Opinión | LAS CUENTAS DE LA VIDA

El sello de Francisco

Bergoglio ha dejado su impronta en la Iglesia

El papa Francisco

El papa Francisco / EFE

Con 87 años, la renqueante salud del papa Francisco empieza a suscitar preguntas acerca de un futuro cónclave ya no tan lejano. El dictado del tiempo se impone incluso en los cuerpos más recios y el de Jorge M. Bergoglio nunca lo ha sido exactamente. Conserva, sin embargo, una firme voluntad de mando, herencia jesuítica tal vez, y una visión reformista que resulta excesiva para unos e insuficiente para otros. A la fuerza, la elección de un nuevo sumo pontífice supondrá un primer juicio acerca de su reinado. ¿El primer Papa hispanoamericano dará paso a otro papa de las periferias o habrá un retorno a las viejas esencias de Europa? No lo sabemos. También es cierto que no todas las periferias comparten exactamente la misma visión y que la sensibilidad teológica –o los problemas– de la Iglesia africana, tan tradicional en su forma y en su fondo, no es idéntica a la de la asiática o de la sudamericana. Francisco, en todo caso, no se ha caracterizado precisamente por la rigidez doctrinal: sus declaraciones, a menudo contradictorias, se pueden interpretar en un sentido o en el opuesto, a favor de unos o de otros. Esa indefinición, creo que buscada, ha generado un indudable desconcierto entre muchos creyentes, pero al mismo tiempo ha favorecido una extraña apertura que impide cualquier vuelta atrás. Del mismo modo que Benedicto XVI, liberalizando la misa en latín (ahora severamente limitada de nuevo por Francisco), quebró la visión unilateral de que solo un tipo de liturgia era posible (y esta apertura, sin duda, tendrá que ser aceptada de nuevo en el futuro, dado que miles de fieles, sobre todo en los Estados Unidos, se han educado en la misa tridentina), asimismo el aggiornamento bergogliano seguirá influyendo en el catolicismo de las próximas décadas. Lo hará por vía de sus nombramientos episcopales y cardenalicios, y también porque los derechos adquiridos por los laicos se revierten sólo con una enorme dificultad.

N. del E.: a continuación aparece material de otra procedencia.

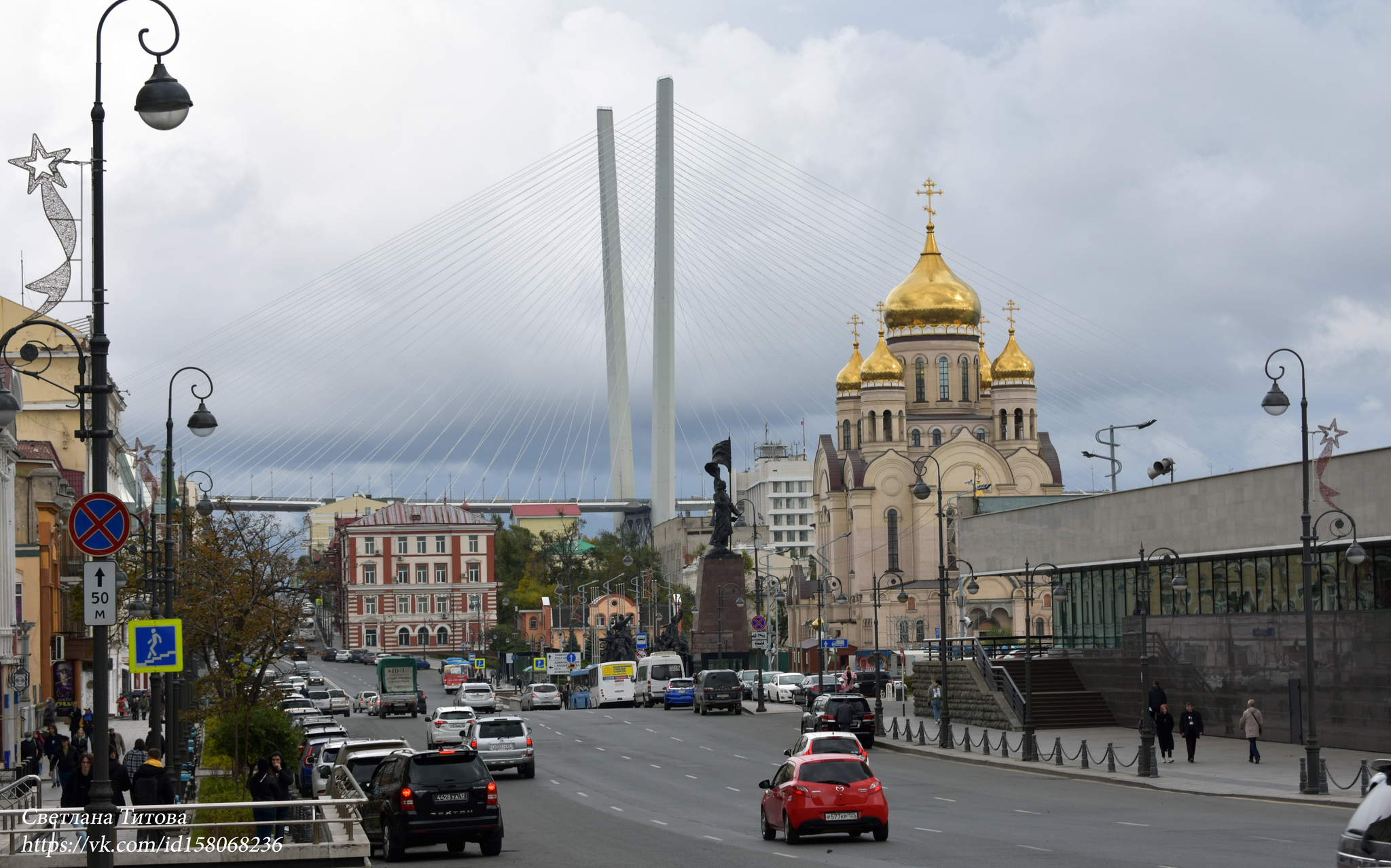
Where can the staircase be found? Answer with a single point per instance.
(1060, 702)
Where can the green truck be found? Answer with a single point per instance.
(397, 685)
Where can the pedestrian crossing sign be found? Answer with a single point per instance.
(156, 646)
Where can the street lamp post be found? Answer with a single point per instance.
(895, 581)
(1031, 746)
(921, 491)
(1278, 402)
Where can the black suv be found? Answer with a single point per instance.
(718, 689)
(429, 797)
(823, 715)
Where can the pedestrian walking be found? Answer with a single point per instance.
(264, 788)
(1191, 727)
(1156, 699)
(1251, 724)
(135, 759)
(1165, 731)
(151, 786)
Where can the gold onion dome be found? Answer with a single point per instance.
(849, 378)
(1011, 365)
(931, 295)
(882, 367)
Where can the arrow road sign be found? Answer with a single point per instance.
(99, 524)
(99, 593)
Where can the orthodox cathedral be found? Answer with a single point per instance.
(926, 390)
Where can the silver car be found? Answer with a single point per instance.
(540, 696)
(504, 742)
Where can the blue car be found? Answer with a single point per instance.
(679, 691)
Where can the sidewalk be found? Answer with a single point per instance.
(1221, 767)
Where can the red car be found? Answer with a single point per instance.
(824, 795)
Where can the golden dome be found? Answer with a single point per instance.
(849, 378)
(882, 367)
(1011, 365)
(933, 295)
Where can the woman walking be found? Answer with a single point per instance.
(1165, 729)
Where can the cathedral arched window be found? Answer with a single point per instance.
(892, 521)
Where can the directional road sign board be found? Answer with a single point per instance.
(99, 524)
(156, 646)
(99, 593)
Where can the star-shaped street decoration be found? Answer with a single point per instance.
(41, 164)
(1331, 433)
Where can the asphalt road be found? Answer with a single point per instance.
(628, 786)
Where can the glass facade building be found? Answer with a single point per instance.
(1242, 583)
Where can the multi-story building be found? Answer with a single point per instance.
(418, 576)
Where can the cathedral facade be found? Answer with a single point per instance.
(928, 388)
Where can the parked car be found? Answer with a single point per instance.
(504, 742)
(540, 696)
(433, 797)
(448, 725)
(718, 689)
(827, 743)
(823, 715)
(679, 693)
(823, 795)
(477, 696)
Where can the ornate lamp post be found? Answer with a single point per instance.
(1278, 402)
(921, 491)
(1031, 746)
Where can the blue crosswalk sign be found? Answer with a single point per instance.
(156, 646)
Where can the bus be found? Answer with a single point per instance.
(607, 685)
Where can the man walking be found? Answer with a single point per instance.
(1251, 724)
(1191, 727)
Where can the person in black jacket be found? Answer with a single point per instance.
(1191, 728)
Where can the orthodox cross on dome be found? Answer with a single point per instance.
(930, 189)
(1010, 308)
(854, 323)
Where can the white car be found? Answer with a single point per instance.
(477, 696)
(540, 696)
(787, 683)
(448, 725)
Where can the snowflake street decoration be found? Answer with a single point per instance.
(1331, 433)
(43, 173)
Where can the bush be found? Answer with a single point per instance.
(253, 732)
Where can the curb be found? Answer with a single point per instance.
(1079, 775)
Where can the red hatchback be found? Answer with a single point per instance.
(824, 795)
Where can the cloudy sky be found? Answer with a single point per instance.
(1170, 191)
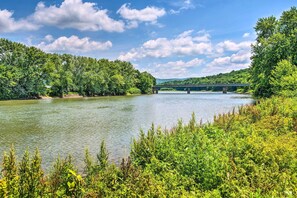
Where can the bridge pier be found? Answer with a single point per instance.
(188, 91)
(225, 90)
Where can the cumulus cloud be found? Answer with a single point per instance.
(246, 35)
(9, 24)
(182, 64)
(236, 61)
(183, 5)
(84, 16)
(183, 44)
(134, 16)
(232, 46)
(73, 44)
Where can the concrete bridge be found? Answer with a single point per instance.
(188, 88)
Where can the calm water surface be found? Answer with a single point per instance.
(67, 126)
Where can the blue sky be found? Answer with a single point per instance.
(170, 39)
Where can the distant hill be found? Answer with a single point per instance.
(239, 76)
(160, 81)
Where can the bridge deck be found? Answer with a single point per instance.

Es probable que el próximo cónclave tenga que buscar un equilibrio entre los dos últimos pontificados: por un lado, la lucha contra el relativismo cultural que ha ensombrecido la luz de Occidente; por otro, el énfasis en la misericordia. Al mismo tiempo, el reequilibrio entre el tesoro de la tradición y la experiencia posmoderna de un mundo sin anclajes y, por tanto, sin apenas referentes del pasado. Por utilizar el lenguaje empleado por el propio papa Francisco en su último libro entrevista con Javier Martínez-Brocal, tras un pontificado caracterizado por el eslogan de «hagan lío», llegará otro más tranquilo que consolide un periodo de cambios. Se diría que, más que con Juan Pablo II o con Benedicto XVI, ha sido finalmente con Francisco que se ha cerrado el Postconcilio. Quizás después se pueda iniciar ya el juicio sereno que requiere, a medio camino entre la sociología, la historia y la teología. Lo único cierto es que dar marcha atrás a las agujas del reloj nunca funciona, porque no hay pasado que vuelva si no es en forma de algo ligeramente distinto. Esta ley –que vi enunciada por primera vez en una carta de Isaiah Berlin– también puede aplicarse ahora. Bergoglio ha dejado ya su impronta en la Iglesia; tal como lo hizo Ratzinger, de un modo quizás más sutil. Nadie escapa a su destino.